B. Dasar hukum hibah
Ø QS. Al-baqarah 177:
وَآتَى الْمَالَ عَلَىٰ حُبِّهِ ذَوِي الْقُرْبَىٰ وَالْيَتَامَىٰ
وَالْمَسَاكِينَ وَابْنَ السَّبِيلِ
“dan memberikan harta yang dicintai kepada
kerabatnya, orang-orang yatim, orang-orang miskin, musafir (yang memerlukan
pertolongan)”.
Ø Hadits riwayat imam bukhari, muslim, tirmidzi:
Dari abi hurairah r.a bahwa Rasulullah SAW
bersabda: “janganlah menghina seseorang tetangga yang memberi hadiah walaupun
hanya kuku kambing”.
C. Rukun dan syarat hibah:
ü Penghibah
Sebagai pemilik sempurna atas benda yang dihibahkan,
baligh berakal, dan atas kemauan sendiri.
ü Penerima hibah
sudah wujud, dalam arti yang sesungguhnya ketika akad
hibah dilaksanakan.
ü Objek yang menjadi hibah
Harus milik yang sempurna dari penghibah, sudah ada dalam
arti sesungguhnya saat pelaksanaan akad, berupa sesuatu yang dibolehkan
dimiliki oleh agama, dan telah terpisah secara jelas dari harta penghibah.

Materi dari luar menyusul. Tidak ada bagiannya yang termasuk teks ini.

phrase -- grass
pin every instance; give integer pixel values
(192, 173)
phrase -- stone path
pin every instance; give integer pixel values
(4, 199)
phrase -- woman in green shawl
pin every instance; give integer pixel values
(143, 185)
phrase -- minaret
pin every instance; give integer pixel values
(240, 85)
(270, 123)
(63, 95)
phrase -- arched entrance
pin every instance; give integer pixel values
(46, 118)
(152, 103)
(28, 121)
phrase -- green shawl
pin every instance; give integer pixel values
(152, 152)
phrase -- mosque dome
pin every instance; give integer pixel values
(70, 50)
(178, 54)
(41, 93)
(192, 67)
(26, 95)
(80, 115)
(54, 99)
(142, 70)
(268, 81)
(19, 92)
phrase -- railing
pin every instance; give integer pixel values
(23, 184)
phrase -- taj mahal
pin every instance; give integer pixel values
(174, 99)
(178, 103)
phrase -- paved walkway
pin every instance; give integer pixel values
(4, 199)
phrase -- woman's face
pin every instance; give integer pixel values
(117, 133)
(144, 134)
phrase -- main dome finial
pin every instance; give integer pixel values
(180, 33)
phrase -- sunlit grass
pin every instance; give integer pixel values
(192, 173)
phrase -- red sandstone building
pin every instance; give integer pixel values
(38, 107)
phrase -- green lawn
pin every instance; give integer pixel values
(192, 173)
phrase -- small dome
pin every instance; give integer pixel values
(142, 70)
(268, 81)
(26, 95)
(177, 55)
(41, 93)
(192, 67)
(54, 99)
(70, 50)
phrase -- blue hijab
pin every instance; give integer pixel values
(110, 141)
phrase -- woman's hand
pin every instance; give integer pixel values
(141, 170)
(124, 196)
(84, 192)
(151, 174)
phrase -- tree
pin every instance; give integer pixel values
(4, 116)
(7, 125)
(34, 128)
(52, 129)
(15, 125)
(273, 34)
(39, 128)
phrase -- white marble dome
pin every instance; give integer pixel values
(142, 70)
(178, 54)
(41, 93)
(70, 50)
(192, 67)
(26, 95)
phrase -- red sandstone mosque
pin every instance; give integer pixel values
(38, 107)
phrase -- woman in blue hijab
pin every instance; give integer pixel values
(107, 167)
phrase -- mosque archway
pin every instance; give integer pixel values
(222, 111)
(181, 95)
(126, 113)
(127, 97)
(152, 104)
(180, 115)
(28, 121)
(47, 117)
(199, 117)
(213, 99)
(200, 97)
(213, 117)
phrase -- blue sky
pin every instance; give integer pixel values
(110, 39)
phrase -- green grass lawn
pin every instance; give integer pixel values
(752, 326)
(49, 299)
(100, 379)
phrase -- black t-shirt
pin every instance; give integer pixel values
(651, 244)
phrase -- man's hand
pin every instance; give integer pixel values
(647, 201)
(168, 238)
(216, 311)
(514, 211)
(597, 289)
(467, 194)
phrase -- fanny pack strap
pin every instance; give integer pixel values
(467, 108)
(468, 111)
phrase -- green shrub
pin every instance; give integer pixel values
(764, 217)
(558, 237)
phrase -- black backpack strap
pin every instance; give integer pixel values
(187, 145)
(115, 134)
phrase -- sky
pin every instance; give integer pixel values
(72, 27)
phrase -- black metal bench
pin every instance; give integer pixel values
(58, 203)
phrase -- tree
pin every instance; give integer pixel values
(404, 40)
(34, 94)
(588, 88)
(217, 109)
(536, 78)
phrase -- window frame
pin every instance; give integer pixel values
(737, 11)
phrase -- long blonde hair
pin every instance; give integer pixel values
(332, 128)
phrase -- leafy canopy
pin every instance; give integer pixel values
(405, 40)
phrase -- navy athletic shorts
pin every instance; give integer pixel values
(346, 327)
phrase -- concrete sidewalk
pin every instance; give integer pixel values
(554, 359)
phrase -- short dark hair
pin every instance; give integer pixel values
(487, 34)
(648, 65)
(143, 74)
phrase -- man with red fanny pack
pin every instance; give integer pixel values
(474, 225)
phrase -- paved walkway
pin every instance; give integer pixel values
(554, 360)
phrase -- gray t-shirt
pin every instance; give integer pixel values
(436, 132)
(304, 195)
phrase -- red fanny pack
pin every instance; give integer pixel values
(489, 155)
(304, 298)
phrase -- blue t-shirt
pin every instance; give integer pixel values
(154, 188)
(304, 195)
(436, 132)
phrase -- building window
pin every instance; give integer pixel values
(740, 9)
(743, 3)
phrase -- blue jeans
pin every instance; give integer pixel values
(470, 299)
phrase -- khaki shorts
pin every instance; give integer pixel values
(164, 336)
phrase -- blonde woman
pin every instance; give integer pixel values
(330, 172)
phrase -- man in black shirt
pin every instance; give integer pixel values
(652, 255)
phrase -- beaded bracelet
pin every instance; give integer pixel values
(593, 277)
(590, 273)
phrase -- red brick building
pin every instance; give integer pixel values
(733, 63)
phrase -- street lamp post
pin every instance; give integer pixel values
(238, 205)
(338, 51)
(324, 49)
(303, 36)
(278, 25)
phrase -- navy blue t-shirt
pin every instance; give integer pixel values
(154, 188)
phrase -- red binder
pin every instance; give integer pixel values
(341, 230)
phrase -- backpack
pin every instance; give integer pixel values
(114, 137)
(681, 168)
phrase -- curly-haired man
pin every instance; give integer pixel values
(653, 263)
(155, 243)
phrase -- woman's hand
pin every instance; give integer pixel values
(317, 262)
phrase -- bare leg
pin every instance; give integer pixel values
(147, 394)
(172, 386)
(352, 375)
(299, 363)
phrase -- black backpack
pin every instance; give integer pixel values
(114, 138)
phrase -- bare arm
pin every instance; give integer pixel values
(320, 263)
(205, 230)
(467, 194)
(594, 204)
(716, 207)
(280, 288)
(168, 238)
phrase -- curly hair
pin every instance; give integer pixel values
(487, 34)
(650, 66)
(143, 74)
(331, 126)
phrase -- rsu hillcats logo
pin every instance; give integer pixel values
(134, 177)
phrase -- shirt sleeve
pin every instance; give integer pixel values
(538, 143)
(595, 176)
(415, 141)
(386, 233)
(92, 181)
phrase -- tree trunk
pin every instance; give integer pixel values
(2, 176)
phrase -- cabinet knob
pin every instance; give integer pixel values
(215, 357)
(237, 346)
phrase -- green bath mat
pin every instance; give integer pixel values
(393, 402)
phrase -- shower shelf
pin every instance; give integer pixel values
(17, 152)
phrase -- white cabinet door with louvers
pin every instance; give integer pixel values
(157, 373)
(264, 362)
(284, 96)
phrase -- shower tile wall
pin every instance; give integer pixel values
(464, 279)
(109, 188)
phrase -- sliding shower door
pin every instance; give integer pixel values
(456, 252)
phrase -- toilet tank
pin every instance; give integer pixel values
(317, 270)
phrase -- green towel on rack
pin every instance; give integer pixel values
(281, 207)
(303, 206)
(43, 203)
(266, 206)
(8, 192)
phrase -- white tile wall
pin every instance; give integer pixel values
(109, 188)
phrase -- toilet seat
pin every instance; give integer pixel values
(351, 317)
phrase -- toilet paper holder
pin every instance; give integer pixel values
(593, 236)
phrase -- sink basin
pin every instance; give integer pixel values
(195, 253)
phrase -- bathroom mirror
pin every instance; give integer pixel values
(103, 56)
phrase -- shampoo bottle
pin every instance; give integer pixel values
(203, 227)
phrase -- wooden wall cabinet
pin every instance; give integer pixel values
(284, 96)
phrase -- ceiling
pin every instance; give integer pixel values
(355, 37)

ü Akad atau ijab qabul.[3]
4. SEDEKAH
A. Pengertian sedekah
Secara bahasa kata sedekah berasal dari bahasa
arab shadaqah yang berarti tindakan yang benar. Pada awal pertumbuhan
islam sedekah diartikan sebagai pemberian yang disunnahkan. Tapi setelah
kewajiban zakat disyariatkan, yang mana dalam al-qur’an sering disebutkan
dengan kata shadaqah, maka shadaqah mempunyai dua arti, yaitu shadaqah
sunah/tathawwu’ (sedekah) dan wajib (zakat). Sedangkan menurut syara’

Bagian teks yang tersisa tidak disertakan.